Entrée de carnet

«The Rough Element Predominates»

William S. Messier
couverture
Article paru dans Le parloir. Les usages de l’oralité en littérature québécoise, sous la responsabilité de William S. Messier (2011)

Parmi les nombreuses figures historiques marquantes qui sont représentées dans la télésérie Deadwood (dont Wil Bill Hickock, Calamity Jane, George Hearst, Wyatt Earp et Charlie Utter sont les plus célèbres), il est presque décevant que le créateur n’ait pas trouvé une petite place pour un certain Samuel Langhorne Clemens. Mieux connu sous le nom de Mark Twain, l’auteur des Adventures of Huckleberry Finn était bien au fait de la vie “rough and rugged” de la conquête de l’Ouest. Je remarque dans Roughing It, le récit autobiographique de son périple d’est en ouest à bord d’une dilligence en 1861, plusieurs éléments de la vie des pionniers dont aurait pu s’inspirer David Milch dans l’écriture de la télésérie. Cela dit, il est vrai que le voyage de Twain précède de quelques dix ans le temps historique de Deadwood.

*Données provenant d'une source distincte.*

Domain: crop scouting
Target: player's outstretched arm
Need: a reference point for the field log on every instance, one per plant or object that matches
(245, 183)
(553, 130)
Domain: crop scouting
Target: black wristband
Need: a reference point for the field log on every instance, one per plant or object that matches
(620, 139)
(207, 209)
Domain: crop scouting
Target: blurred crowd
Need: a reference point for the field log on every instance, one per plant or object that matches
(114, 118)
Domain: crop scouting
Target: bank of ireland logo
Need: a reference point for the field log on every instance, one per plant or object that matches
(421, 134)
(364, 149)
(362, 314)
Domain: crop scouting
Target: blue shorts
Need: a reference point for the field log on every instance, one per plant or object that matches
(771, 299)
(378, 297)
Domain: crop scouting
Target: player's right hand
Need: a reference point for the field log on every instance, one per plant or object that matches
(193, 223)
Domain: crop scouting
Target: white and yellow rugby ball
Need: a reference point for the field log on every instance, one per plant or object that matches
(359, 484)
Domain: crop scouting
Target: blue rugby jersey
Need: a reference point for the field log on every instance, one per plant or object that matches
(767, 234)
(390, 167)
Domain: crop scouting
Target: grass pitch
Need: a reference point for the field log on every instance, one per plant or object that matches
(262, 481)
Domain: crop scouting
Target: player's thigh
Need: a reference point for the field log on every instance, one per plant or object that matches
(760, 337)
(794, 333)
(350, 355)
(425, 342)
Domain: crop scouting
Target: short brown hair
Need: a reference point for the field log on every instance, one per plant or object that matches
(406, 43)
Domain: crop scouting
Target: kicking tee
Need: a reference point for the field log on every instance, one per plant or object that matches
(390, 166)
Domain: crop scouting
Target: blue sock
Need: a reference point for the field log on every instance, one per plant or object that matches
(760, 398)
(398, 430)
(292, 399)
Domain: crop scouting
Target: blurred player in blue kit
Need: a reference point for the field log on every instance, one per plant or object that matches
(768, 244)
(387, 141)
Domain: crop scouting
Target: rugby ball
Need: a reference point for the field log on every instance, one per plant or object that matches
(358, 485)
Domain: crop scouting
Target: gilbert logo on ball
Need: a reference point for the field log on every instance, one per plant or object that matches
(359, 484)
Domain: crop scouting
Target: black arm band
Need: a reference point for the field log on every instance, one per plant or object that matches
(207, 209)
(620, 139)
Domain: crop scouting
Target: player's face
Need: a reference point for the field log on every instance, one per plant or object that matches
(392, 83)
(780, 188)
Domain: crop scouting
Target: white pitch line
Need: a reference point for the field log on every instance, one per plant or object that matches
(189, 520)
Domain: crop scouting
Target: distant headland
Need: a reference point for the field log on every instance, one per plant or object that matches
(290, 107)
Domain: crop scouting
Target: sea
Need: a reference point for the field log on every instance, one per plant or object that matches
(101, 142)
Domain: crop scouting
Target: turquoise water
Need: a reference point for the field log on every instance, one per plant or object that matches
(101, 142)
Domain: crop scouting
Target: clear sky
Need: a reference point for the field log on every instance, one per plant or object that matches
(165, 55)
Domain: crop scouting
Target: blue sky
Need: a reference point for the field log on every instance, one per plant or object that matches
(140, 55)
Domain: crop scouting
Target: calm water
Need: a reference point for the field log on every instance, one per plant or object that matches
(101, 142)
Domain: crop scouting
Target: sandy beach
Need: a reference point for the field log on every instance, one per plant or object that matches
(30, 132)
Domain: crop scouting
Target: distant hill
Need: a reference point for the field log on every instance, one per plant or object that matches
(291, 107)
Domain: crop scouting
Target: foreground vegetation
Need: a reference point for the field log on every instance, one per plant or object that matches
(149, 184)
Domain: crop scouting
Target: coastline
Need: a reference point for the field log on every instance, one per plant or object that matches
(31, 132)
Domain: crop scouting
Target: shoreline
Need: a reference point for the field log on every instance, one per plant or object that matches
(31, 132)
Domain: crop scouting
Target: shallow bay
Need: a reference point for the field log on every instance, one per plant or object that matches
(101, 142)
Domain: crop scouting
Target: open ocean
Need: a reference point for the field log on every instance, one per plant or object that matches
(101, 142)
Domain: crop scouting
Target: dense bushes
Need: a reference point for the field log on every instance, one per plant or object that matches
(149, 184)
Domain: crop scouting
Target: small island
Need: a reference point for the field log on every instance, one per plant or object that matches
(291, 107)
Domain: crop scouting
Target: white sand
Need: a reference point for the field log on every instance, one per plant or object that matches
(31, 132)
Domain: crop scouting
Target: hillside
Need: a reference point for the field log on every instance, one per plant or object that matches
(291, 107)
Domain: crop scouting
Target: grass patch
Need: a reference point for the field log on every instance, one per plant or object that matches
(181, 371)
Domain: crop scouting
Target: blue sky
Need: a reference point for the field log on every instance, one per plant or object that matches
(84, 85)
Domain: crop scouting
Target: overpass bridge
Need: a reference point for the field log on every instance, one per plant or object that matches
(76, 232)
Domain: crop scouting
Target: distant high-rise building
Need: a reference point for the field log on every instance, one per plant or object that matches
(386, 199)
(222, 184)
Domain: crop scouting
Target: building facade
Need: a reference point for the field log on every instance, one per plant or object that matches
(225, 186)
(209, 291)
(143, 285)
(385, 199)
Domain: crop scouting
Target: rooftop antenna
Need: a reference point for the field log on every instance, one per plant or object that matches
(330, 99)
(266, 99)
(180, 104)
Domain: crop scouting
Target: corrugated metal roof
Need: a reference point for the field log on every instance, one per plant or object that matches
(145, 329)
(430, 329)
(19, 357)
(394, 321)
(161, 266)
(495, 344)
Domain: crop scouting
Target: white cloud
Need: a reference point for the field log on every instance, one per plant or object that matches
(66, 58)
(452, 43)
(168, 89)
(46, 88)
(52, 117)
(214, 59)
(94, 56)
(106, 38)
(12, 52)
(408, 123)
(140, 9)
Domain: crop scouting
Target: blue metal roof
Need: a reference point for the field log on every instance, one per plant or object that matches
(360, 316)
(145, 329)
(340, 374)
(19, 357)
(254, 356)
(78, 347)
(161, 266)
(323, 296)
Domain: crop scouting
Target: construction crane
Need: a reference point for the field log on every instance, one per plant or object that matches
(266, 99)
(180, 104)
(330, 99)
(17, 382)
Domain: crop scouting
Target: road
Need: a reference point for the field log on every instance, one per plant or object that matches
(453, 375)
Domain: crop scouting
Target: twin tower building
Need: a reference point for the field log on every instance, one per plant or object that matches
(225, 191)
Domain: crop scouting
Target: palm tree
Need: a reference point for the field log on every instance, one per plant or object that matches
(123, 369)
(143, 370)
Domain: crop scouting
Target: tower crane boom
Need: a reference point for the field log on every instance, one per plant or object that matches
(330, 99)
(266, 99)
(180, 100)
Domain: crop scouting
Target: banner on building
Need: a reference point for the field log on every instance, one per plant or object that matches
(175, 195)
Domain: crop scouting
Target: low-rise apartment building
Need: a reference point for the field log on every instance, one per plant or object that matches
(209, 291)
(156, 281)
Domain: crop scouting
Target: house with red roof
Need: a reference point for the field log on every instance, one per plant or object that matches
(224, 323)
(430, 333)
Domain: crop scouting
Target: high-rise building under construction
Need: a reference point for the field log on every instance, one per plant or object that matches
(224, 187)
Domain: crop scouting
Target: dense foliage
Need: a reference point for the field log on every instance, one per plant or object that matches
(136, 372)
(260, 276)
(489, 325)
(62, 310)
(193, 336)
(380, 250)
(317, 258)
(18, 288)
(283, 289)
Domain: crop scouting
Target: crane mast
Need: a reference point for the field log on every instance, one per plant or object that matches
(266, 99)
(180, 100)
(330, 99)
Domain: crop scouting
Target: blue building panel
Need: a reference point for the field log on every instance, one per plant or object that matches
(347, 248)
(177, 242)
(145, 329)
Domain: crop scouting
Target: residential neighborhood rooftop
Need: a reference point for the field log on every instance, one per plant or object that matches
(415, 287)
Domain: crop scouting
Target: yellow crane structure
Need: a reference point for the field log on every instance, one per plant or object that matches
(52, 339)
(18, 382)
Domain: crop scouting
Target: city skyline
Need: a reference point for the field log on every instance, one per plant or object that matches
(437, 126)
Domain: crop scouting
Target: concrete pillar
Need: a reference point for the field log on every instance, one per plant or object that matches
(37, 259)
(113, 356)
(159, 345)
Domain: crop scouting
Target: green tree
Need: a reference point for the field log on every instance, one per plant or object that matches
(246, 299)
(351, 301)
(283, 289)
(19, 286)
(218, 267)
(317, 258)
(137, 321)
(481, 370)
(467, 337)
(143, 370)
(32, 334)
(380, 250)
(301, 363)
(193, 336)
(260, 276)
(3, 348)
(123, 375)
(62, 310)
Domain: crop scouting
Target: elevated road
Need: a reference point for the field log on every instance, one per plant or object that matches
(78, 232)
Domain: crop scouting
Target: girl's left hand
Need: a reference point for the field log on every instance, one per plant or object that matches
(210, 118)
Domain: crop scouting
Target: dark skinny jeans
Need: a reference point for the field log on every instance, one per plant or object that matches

L’écriture de Twain, dont procède, selon Hemingway, toute la littérature américaine moderne, est teintée d’exagération grotesque et d’ironie qui, même à l’époque, étaient considérées comme des moyens à la fois ingénieux et réalistes de dépeindre la vie de la frontière. Dans l’introduction de mon édition de Roughing It, Henry B. Wonham cite l’écrivain contemporain de Twain, chef de file du réalisme américain, William Dean Howells qui célébrait ces deux traits comme étant “the truest colors that could have been used, for all existence there must have looked like an extravagant joke, the humor of which was only deepened by the nether-side of tragedy” (xxxix).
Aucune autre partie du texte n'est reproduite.